Anyone who doesn't understand that, isn't a mother. The bond between mother and child is unlike anyother force upon the earth. It cannot be duplicated, recreated, or substituted. It just is. How exciting that you are about to enter this exciting and priviledged group of women. Hang in there. Next week will come quickly and you will finally be introduced to the two most important people in your life.

Beth said...

You guys are awesome for all that you have been through. I am always so impressed with you Abby and your positive attitude. Keep up that positive attitude and everything will turn out just fine. We are all very excited to meet these two little babies and pray that everything goes well for you and them. I haven't emailed you for awhile (sorry!!) but let me know if you need anything in the next couple of weeks.

The Katzbox said...

Eli, I'm gonna call you right now and smack you up with some lovin'...that's right boy...some LOVIN'...you heard me!!!!

Abby, there will always be people who create controversy where none exists...case in point-The Enquirer and any other tabloid...you are surrounded by family and friends who know your heart and understand the truth and conviction of what you and Eli have undertaken in getting these precious souls born safe and sound here on earth to begin their mortal journey. We have all been blessed to have had even a small part in this miraculous event. Everything else is chaff and should be blown away. You are loved honey...but you know that...

Emilia said...

Just point me in the right direction and I will be snapping in a Z formation at whomever is giving you grief, girl!

So excited for you to have a date, by the way!! Charlie and Olivia are officially on my calendar.

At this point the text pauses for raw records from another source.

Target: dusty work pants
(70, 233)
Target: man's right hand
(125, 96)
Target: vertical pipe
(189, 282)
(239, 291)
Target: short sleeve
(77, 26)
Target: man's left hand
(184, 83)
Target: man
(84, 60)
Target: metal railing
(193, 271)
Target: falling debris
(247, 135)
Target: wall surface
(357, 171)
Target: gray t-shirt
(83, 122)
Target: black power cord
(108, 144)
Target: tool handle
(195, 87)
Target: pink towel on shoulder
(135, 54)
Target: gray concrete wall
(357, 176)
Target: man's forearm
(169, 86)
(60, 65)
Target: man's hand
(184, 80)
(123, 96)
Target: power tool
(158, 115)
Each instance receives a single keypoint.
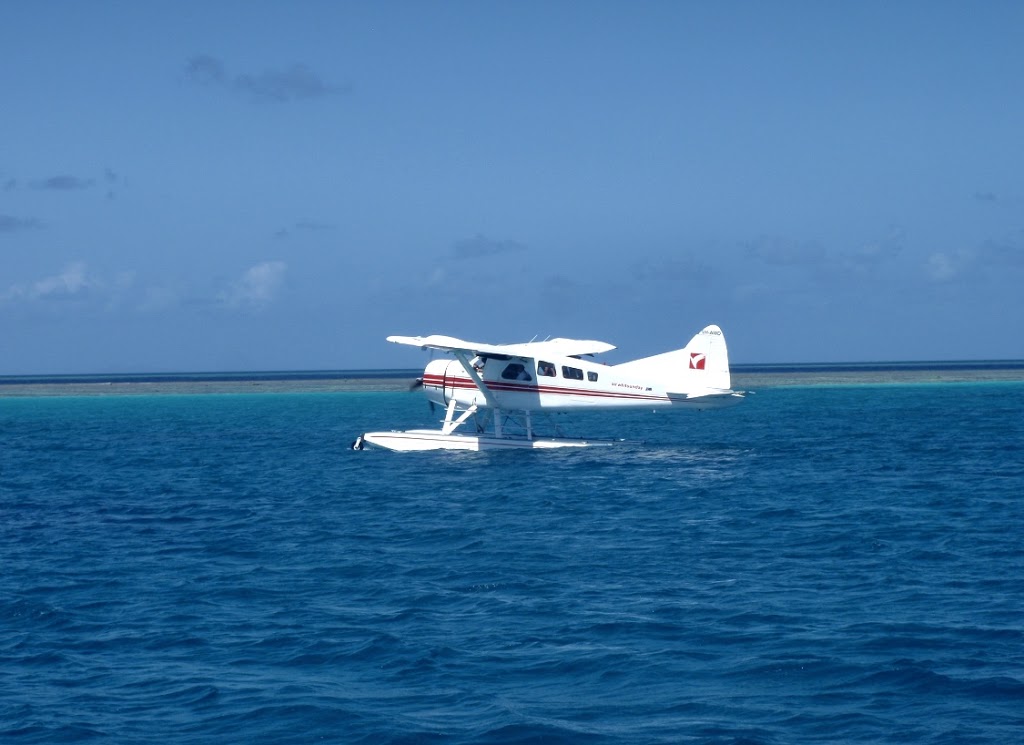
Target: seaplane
(491, 391)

Love and hugs for you and da babies (and Eli,too.)

Anonymous said...

Emily, here's your AMEN!

Mandy said...

Abby, Leslie's friend Mandy here. I just wanted to wish you and the babies a safe delivery and speedy recovery. I'll be thinking about you this holiday season.

Brian said...

"The last thing a new mom needs is to feel that those around her think she is already screwing up." WORD UP, sister! I've said it before and I'll say it again, you two are already wonderful parents, wonderful friends and we love you so much. It's a shame that you've had to explain anything about anything... Oh and Eli, you're the dude. Make sure those NICU nurses show you the ins and outs of diapering b/c we've had some "unfortunate" diapering events in our house lately.

Kristy said...

Abby, anyone who knows you knows how much you have prayed and loved these babies from the start. We wish you and your family all the happiness you can stand and then some.

Anonymous said...

Hi Abby and Eli - we love you guys. I am so proud of both of you. I wish you guys nothing but the best. Can't wait to see those sweet little faces. We have your back no matter what. My son Parker just got out of the hospital for flu and dehydration, I was so grateful he was there and experts were taking care of him. It gave me such peace to know that he would be watched over and protected. Don't explain yourself to anyone. Love you.

Jessica said...

Eli and Abby, I think you guys are awesome. I love hearing about your experiences and I hope you don't stop blogging. Some people just don't think things through, and say incredibly stupid and hurtful things. Do they think that there isn't a real person on the other end of the blog? Anyway, hang in there. Many people are sending loving feelings and prayers in your direction. Eli, I think you are so awesome to stand up for your wife. Way to go!

tammy franks said...

God Bless your all's hearts.Good luck and don't listen to crazy people who want to give advice to parents who don't have a clue what they are talking about. My daughter was very sick at birth and no I didn't want het to stay there but she had to she also lost her sence of sucking and they had to almost re train her to do so,but what was cool was she didn't use a bottle very long at all.she wanted that sippy cup she wanted a straw.Funny how it works out.Alot of people want to tell you what to do. But you listen to you and hubby cause you 2 are the only ones who know!!!!I hope the Babies are well and YOU are too.Great christmas presents LOL love and understanding from a total stranger!!!!